Anti-red tape officials suspended over graft charges

The Ombudsman, the Philippines’ anti-graft court, suspended officials of the Anti-Red Tape Authority including the chief.
The Ombudsman, the Philippines’ anti-graft court, suspended officials of the Anti-Red Tape Authority including the chief.

Complex and frustrating government bureaucracy remains a problem in the Philippines, but so is corruption, with a little grease money often used to ease those long wait times and cut through red tape. The Anti-Red Tape Authority (ARTA) is a government body that was created to help prevent corruption by removing such bureaucratic obstacles, but several senior ARTA members have now been accused of being complicit in corruption themselves.

Five officials of the Anti-Red Tape Authority (ARTA), including its head honcho, were ordered suspended by the Office of the Ombudsman for six months based on charges filed by DITO Telecommunity alleging that ARTA gave preferential treatment to one of its competitors.

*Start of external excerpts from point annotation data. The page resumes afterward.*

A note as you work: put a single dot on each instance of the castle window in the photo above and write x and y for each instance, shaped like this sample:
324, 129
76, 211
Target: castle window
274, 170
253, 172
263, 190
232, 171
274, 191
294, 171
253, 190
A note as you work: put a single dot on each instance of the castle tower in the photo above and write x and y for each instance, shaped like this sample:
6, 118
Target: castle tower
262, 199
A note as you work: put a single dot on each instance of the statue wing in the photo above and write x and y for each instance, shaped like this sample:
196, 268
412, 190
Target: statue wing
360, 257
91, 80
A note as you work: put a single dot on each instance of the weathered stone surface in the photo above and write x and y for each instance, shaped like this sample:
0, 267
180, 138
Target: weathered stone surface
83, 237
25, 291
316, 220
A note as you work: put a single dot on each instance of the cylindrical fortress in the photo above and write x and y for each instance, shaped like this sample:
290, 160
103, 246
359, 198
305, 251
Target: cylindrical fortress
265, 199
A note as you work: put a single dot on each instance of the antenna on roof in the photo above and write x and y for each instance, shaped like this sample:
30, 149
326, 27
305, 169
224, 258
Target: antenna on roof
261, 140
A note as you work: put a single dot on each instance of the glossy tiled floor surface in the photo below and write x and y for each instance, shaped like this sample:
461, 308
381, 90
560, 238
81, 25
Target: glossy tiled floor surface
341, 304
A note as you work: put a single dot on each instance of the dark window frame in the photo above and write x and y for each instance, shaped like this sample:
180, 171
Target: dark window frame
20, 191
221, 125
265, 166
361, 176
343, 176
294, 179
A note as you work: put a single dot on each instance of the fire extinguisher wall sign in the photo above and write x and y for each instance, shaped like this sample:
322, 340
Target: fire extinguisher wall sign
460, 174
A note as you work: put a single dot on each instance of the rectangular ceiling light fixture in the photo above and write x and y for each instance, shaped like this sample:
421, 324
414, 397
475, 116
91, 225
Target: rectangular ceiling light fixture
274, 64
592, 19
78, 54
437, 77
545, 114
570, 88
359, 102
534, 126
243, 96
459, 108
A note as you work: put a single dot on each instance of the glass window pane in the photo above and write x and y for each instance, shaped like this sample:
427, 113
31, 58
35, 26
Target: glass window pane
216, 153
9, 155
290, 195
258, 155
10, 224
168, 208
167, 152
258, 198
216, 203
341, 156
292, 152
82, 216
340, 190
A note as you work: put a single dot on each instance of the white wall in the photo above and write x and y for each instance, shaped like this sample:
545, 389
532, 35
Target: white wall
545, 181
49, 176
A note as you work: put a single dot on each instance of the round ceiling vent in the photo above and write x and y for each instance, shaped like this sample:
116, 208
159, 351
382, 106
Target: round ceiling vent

In an order addressed to Executive Secretary Salvador Medialdea, Ombudsman Samuel Martires said that the suspension was necessary in order to avoid “prejudice [in] the case filed against them”, to secure the necessary documents and to prevent the harassment of witnesses.

DITO Telecommunity Inc. complaint against the ARTA officials accused the body of favoring its competitor, NOW Telecom Company Inc, in a dispute over the distribution of contingent frequencies.

DITO, which is owned by Dennis Uy, who was one of the major campaign donors to President Rodrigo Duterte’s 2016 presidential campaign, also filed complaints against ARTA officials for alleged violations of the Anti-Graft and Corrupt Practices Act and called for an investigation into their grave misconduct and gross neglect of duty.

DITO became the country’s third telecommunications company in 2019. Last year, the president signed a law that renewed its franchise and allowed the company to operate until 2046.